Julian Assange Ducks the Question A Lot of Us Have About Wikileaks
December 4, 2010
It happened in a Q and A with readers of The Guardian. I am posting it to here to provide a place to comment, since it is clear from my Twitter feed that not everyone agrees. My own view is that he should have provided a serious, by which I mean a morally serious, response to JAnthony’s question. That he did not disturbs me.
What do you think?
I am a former British diplomat. In the course of my former duties I helped to coordinate multilateral action against a brutal regime in the Balkans, impose sanctions on a renegade state threatening ethnic cleansing, and negotiate a debt relief programme for an impoverished nation. None of this would have been possible without the security and secrecy of diplomatic correspondence, and the protection of that correspondence from publication under the laws of the UK and many other liberal and democratic states.
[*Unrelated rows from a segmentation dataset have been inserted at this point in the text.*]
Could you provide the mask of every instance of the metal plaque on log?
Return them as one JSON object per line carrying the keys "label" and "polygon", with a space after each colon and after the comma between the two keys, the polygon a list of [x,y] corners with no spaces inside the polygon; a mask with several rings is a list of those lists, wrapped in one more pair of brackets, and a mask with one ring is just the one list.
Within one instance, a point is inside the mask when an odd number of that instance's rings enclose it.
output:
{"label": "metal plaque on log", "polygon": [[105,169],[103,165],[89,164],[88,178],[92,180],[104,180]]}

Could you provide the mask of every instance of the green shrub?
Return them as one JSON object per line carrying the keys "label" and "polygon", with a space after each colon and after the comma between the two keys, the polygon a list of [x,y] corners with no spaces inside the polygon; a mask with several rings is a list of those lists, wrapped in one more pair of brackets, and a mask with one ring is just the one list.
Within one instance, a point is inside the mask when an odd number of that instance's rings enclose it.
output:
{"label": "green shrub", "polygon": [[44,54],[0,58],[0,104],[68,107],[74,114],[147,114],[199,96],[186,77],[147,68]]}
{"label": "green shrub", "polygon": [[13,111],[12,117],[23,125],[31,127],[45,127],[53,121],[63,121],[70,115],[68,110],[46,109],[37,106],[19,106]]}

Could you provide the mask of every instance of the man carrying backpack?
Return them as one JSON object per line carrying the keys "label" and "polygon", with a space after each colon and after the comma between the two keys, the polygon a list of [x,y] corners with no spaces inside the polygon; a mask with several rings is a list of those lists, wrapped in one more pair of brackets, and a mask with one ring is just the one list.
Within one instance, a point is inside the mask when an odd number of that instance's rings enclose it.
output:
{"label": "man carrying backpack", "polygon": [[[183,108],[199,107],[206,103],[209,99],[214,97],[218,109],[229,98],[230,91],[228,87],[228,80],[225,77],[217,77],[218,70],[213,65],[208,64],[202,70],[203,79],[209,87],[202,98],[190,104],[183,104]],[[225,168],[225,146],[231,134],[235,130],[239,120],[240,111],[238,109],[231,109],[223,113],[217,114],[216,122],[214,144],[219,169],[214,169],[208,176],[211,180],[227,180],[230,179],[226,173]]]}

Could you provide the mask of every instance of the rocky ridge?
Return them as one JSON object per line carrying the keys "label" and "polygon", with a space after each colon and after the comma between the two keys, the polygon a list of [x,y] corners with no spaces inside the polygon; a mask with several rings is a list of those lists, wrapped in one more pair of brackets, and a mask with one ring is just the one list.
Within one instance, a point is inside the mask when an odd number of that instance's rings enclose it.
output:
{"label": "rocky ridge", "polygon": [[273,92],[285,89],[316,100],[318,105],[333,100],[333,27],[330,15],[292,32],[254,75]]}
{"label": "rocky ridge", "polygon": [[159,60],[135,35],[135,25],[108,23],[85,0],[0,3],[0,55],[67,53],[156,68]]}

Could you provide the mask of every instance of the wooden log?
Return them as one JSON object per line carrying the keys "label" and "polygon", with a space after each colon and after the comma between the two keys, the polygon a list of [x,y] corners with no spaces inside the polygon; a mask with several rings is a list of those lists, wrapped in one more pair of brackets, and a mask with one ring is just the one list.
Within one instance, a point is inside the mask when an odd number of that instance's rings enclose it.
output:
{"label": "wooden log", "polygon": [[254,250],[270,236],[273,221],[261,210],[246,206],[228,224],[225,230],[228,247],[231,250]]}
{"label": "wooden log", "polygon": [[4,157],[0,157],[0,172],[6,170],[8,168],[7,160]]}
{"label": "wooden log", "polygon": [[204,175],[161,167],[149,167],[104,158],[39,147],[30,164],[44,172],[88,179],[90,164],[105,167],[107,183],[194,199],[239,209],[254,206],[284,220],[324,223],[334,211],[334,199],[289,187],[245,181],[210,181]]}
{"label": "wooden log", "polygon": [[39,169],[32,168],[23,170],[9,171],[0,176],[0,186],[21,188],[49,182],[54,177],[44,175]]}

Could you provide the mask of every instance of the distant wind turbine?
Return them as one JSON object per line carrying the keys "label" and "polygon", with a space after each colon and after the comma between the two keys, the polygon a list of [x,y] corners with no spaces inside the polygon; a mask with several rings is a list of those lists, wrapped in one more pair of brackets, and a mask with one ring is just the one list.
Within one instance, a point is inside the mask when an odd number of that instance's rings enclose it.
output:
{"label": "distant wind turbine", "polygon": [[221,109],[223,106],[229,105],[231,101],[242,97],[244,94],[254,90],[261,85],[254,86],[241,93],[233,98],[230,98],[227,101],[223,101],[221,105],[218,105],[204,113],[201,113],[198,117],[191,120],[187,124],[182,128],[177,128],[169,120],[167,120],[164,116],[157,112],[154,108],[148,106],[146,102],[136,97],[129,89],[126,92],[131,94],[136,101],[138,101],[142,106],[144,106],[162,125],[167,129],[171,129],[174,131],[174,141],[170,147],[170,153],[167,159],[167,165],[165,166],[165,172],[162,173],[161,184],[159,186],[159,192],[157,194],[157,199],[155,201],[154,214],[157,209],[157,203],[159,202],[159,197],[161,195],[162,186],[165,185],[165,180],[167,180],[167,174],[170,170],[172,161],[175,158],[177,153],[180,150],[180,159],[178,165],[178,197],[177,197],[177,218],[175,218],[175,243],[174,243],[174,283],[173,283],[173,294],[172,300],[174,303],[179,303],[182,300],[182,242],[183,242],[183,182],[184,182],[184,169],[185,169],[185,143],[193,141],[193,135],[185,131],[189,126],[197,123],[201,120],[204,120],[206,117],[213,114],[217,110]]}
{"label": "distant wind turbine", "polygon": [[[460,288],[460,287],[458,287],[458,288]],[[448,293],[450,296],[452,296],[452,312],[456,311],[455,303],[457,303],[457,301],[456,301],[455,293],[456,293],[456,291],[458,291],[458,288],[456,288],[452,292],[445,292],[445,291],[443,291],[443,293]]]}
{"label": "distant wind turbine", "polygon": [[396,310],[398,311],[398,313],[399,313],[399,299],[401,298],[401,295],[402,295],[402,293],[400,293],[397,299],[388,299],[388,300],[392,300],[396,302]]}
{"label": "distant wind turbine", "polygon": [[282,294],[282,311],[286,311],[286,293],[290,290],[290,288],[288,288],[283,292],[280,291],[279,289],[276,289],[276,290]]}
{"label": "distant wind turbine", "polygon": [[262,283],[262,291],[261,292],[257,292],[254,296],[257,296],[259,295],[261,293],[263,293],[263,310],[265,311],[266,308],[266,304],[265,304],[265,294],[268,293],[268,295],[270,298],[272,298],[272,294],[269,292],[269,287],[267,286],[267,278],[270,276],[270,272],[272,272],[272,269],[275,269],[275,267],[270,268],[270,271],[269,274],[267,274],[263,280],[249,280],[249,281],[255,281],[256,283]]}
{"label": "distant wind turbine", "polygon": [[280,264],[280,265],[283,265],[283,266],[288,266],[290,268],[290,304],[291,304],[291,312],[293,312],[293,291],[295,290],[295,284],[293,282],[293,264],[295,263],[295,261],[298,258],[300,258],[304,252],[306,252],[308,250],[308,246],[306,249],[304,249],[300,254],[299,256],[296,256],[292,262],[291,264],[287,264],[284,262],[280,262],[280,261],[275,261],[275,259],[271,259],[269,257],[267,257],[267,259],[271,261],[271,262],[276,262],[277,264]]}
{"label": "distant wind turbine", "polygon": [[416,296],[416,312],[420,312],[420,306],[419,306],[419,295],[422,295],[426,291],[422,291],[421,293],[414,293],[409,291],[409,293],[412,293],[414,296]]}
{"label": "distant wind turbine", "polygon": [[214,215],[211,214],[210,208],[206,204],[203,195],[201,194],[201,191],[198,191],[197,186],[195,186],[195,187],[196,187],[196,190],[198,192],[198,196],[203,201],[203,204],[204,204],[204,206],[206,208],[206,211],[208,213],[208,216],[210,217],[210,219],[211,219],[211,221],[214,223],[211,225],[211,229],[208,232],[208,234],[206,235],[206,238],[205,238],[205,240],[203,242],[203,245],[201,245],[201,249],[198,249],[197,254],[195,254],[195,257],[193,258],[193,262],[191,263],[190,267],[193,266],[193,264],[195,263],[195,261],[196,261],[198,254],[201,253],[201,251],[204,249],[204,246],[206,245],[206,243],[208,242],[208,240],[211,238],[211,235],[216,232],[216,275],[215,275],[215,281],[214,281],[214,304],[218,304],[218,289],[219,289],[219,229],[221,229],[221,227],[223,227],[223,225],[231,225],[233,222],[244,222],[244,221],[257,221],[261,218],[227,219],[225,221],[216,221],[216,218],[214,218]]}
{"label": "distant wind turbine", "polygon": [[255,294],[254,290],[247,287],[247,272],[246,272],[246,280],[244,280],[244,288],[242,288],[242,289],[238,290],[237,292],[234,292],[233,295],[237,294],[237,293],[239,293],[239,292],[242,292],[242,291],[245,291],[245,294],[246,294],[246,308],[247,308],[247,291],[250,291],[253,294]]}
An embassy which cannot securely offer advice or pass messages back to London is an embassy which cannot operate. Diplomacy cannot operate without discretion and the protection of sources. This applies to the UK and the UN as much as the US.
In publishing this massive volume of correspondence, Wikileaks is not highlighting specific cases of wrongdoing but undermining the entire process of diplomacy. If you can publish US cables then you can publish UK telegrams and UN emails.
My question to you is: why should we not hold you personally responsible when next an international crisis goes unresolved because diplomats cannot function.
If you trim the vast editorial letter to the singular question actually asked, I would be happy to give it my attention.